2015 update — Code samples updated to use latest Ruby (2.2.3).

Following my post on hooks, I thought it would be interesting sharing the details of object creation in Ruby. This post is a summary of the relevant pieces as found in MRI (Matz' Ruby Implementation) explaining that core process.

I will be using this piece of code as my starting point:

class Foo
  def initialize
    puts "hello!"
  end
end

Foo.new # Let's go!

Calling Foo.new

We are calling an instance method #new on Foo, which is a "class object", ie. an instance of the class Class. You may verify that calling Foo.class returns Class indeed. For we did not implement a Foo#new method, it may be provided by Foo's "superclass". We thus need to have a look at Class#new to get started.

To quickly review a method's implementation, you may install the pry and pry-doc gems and use the "show-method" or "show-source" commands. The "show-doc" command is useful as well. To find your way in the Ruby's source code, The Ruby Cross Reference is pretty useful. MRI is hosted on GitHub as well.

// [1] pry(main)> show-method Class#new

// From: object.c (C Method):
// Owner: Class
// Visibility: public
// Number of lines: 10

VALUE
rb_class_new_instance(int argc, const VALUE *argv, VALUE klass)
{
  VALUE obj;

  obj = rb_obj_alloc(klass);
  rb_obj_call_init(obj, argc, argv);

  return obj;
}

How does Pry know where to look in the C source? MRI maps Ruby method names to C function definitions, using rb_define_method. For instance, Class#new is bound to a C function named rb_class_new_instance, thanks to the instruction rb_define_method(rb_cClass, "new", rb_class_new_instance, -1). Calling #new in Ruby basically proxies to rb_class_new_instance in MRI.

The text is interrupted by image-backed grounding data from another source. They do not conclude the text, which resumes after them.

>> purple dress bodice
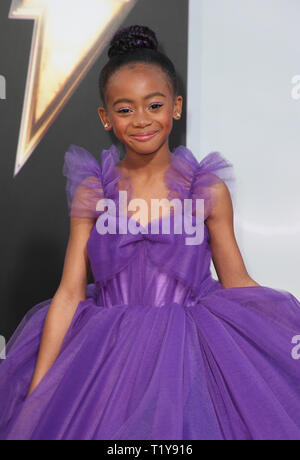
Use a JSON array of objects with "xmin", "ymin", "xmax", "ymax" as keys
[
  {"xmin": 1, "ymin": 143, "xmax": 300, "ymax": 441},
  {"xmin": 63, "ymin": 143, "xmax": 235, "ymax": 308}
]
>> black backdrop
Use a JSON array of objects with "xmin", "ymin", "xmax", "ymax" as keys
[{"xmin": 0, "ymin": 0, "xmax": 188, "ymax": 341}]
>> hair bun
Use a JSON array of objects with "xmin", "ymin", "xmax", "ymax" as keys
[{"xmin": 108, "ymin": 24, "xmax": 158, "ymax": 58}]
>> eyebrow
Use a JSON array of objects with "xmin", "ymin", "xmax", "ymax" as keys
[{"xmin": 112, "ymin": 92, "xmax": 167, "ymax": 107}]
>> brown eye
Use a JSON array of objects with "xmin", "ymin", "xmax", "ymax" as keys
[
  {"xmin": 150, "ymin": 103, "xmax": 163, "ymax": 110},
  {"xmin": 117, "ymin": 108, "xmax": 131, "ymax": 113}
]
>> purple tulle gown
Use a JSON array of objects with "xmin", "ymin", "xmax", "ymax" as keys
[{"xmin": 0, "ymin": 144, "xmax": 300, "ymax": 440}]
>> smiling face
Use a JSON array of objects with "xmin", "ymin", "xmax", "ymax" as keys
[{"xmin": 98, "ymin": 63, "xmax": 183, "ymax": 156}]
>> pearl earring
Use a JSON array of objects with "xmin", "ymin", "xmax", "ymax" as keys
[
  {"xmin": 176, "ymin": 113, "xmax": 181, "ymax": 119},
  {"xmin": 104, "ymin": 123, "xmax": 109, "ymax": 128}
]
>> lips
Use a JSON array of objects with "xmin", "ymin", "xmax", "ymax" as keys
[{"xmin": 131, "ymin": 131, "xmax": 158, "ymax": 141}]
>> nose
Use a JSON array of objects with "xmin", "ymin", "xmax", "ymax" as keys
[{"xmin": 132, "ymin": 108, "xmax": 152, "ymax": 127}]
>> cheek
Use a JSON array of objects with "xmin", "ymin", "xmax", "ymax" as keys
[
  {"xmin": 158, "ymin": 109, "xmax": 173, "ymax": 128},
  {"xmin": 162, "ymin": 113, "xmax": 173, "ymax": 130},
  {"xmin": 111, "ymin": 117, "xmax": 128, "ymax": 134}
]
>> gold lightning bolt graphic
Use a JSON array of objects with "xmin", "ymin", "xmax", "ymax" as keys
[{"xmin": 9, "ymin": 0, "xmax": 138, "ymax": 176}]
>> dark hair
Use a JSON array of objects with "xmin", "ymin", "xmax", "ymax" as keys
[{"xmin": 99, "ymin": 24, "xmax": 178, "ymax": 107}]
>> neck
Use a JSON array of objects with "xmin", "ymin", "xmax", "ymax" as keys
[{"xmin": 118, "ymin": 144, "xmax": 173, "ymax": 177}]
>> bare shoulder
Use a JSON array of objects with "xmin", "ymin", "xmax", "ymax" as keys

If you are wondering about that -1 parameter, it is a "de-optimization" flag allowing any number of arguments to be passed to #new. Usually, when a method expects a specific number of arguments, Ruby has a way to optimize calls made to that method, so they introduce less memory overhead. But because new must accept any number of arguments, this optimization is pre-emptively cleared off.

As its name implies, rb_class_new_instance is responsible for creating a new instance out of a given class, named klass (in my example, it would be a reference to Foo). It first takes care of allocating memory for a new Object of type klass, hence creating a blank object, using rb_obj_alloc.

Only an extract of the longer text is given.